A home stay in the lap of the mountains!

Coffee Village Retreat is based at Kimmane Coffee Estate and belongs to the KTG Group from Shimoga. The group is one of the country's largest producer and traders of betel nut, and have been pioneers in the region, being instrumental for the development of the region in many arenas.
Having acquired the lovely estate Jairam G Kimmane, Chairman of the Group, had a fervent desire to spend more time in this wonderful location. For this reason he refurbished the existing 150-year old bungalow built by the British. However, his family and friends visit this place only a few times in a year.
On contemplation, they decided that it was too beautiful a place to be enjoyed or left alone. They wanted to share it with others who enjoyed nature at its best, shared their values for the ecology and who would benefit from its rejuvenating air.
For in more ways than one, Kimmane seems to be crammed with heaven, as Elizabeth Barret Browning, so eloquently puts in her lines - "Earth's crammed with heaven, and every common bush afire with God…"
Pursuing this idea they added a dashing and imposing modern day structure on a hill lock offering a 360 degree view of the locale.


Kimmane Coffee Estate has the honour of being the headquarters of the British Coffee planters who had made their base here. But interestingly, prior to coffee, it was cardamom that was cultivated in over 3000 acres of the estate land.

The cardamom was exported to Britain and even today, at Kimmane, you will still find the spice is still being cultivated. But coffee, the kind of beverages, has a full sway on the land and rightly so, for it may have been the first of the many plantations to venture into coffee in the early days.

Right next to Mudigere near the Retreat are the famed Kemmangundi (Red) Hills also known as Baba Budan Giri (and Dattatri, after Guru Dattatreya), named after a mystic saint, venerated by both Hindus and Muslims.

High among the hills amidst the clouds and sleepy environment,nestles a shrine (Dhargah) in dedication to him - as also a temple to Guru Dattatreya.
Three large caves said to have been sanctified by three siddhas contain their icons and gaddiges (tombs) and an annual 'jatra' (fair) is held here in their honour. The enthralling scenery around makes this a much frequented pilgrim centre.
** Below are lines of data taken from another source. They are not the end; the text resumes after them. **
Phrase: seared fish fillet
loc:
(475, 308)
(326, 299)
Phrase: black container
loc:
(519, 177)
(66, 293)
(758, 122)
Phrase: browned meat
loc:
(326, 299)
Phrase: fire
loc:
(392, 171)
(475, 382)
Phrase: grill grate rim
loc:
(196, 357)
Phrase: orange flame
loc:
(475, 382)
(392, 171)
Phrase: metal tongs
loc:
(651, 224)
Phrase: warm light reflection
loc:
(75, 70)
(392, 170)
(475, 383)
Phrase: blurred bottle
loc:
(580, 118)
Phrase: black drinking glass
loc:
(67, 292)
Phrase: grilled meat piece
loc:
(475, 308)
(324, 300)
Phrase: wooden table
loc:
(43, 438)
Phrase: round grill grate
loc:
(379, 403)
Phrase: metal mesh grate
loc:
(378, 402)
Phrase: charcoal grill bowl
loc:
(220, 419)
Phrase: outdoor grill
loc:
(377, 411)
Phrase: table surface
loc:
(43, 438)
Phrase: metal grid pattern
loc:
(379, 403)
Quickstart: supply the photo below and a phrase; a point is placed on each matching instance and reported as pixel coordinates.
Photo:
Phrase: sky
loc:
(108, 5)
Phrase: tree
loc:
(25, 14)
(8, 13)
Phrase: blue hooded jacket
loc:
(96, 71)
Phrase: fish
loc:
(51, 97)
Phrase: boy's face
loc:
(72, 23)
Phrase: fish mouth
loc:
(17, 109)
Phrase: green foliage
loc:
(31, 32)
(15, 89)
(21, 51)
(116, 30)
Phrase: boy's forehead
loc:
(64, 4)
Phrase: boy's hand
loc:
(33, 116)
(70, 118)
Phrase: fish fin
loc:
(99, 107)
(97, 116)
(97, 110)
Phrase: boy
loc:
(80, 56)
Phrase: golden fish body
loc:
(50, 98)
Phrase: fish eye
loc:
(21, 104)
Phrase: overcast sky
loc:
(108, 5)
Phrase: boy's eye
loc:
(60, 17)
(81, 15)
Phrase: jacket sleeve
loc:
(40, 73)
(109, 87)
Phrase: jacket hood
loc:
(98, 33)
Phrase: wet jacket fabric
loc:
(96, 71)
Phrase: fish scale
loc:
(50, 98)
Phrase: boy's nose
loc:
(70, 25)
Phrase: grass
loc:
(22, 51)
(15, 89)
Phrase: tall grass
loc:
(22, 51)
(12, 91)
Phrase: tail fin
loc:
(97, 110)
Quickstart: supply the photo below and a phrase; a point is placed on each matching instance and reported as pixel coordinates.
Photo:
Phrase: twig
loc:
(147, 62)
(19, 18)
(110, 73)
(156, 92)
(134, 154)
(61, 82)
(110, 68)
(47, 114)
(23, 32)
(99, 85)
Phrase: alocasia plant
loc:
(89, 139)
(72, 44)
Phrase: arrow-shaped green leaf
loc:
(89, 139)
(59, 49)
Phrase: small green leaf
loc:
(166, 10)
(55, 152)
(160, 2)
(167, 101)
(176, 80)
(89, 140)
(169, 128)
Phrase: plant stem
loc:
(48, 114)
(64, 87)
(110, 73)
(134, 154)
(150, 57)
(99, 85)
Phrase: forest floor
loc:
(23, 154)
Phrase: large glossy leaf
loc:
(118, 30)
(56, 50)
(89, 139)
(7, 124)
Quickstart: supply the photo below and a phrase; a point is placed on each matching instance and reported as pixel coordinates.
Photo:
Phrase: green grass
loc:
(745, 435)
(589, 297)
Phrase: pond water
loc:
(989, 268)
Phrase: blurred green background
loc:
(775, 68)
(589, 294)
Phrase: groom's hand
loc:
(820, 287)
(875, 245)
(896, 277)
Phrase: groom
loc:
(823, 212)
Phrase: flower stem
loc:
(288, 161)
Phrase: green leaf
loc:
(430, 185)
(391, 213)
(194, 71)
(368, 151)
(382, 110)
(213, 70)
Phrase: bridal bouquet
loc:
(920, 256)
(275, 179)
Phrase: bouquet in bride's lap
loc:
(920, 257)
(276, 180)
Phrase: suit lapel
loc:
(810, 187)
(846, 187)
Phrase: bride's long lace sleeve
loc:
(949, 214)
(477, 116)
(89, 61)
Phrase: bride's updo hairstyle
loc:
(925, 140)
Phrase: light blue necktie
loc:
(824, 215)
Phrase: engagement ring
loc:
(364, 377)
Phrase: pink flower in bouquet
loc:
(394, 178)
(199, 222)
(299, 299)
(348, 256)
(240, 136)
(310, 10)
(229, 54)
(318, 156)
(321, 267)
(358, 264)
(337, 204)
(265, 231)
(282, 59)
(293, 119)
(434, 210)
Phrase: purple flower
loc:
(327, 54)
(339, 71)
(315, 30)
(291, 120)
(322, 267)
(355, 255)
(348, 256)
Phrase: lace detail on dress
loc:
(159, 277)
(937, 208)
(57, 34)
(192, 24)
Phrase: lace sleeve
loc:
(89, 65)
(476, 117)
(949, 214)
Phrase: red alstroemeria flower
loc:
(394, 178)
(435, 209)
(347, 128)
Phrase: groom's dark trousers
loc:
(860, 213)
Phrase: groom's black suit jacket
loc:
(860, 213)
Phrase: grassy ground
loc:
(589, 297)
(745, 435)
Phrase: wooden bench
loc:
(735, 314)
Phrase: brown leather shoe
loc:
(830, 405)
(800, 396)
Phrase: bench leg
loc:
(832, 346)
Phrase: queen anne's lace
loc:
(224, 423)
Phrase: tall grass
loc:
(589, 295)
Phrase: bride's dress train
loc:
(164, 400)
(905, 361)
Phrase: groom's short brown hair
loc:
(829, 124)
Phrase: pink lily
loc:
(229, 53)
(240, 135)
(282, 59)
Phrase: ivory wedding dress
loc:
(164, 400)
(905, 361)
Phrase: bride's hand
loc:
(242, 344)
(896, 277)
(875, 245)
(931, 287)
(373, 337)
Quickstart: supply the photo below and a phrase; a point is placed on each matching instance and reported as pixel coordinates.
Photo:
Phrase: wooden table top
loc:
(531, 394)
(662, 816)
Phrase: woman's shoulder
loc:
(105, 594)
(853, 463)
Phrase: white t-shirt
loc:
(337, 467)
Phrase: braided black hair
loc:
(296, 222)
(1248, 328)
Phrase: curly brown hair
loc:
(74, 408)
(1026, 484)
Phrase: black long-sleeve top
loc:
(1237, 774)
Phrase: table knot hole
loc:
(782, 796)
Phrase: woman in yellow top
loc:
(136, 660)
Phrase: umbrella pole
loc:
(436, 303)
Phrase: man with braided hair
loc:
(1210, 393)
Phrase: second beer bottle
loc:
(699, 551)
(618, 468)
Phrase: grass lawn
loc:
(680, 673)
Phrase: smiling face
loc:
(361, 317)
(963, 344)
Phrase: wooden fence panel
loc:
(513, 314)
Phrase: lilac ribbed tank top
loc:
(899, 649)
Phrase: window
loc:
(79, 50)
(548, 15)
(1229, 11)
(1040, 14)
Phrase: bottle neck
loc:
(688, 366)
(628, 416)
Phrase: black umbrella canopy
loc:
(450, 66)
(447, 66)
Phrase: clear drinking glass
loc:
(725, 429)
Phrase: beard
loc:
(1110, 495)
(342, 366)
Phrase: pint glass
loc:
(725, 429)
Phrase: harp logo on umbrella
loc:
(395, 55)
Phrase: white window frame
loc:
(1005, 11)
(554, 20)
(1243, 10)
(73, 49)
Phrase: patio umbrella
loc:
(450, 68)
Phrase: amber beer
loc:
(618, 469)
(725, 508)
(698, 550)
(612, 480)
Legend, as quoted even by coffee biographers has it that Baba Budan, on Haj, brought back seven coffee beans from Yemen and planted them in the hills here. Pioneering efforts of the early British planters, who braved the elements and the terrain, opened up vast swathes of land for coffee cultivation in 1820.

The baton was passed on to the early Indian planters who kept that spirit intact and today, thanks to the effort of these early pioneers, the Coffee industry is thriving in Karnataka.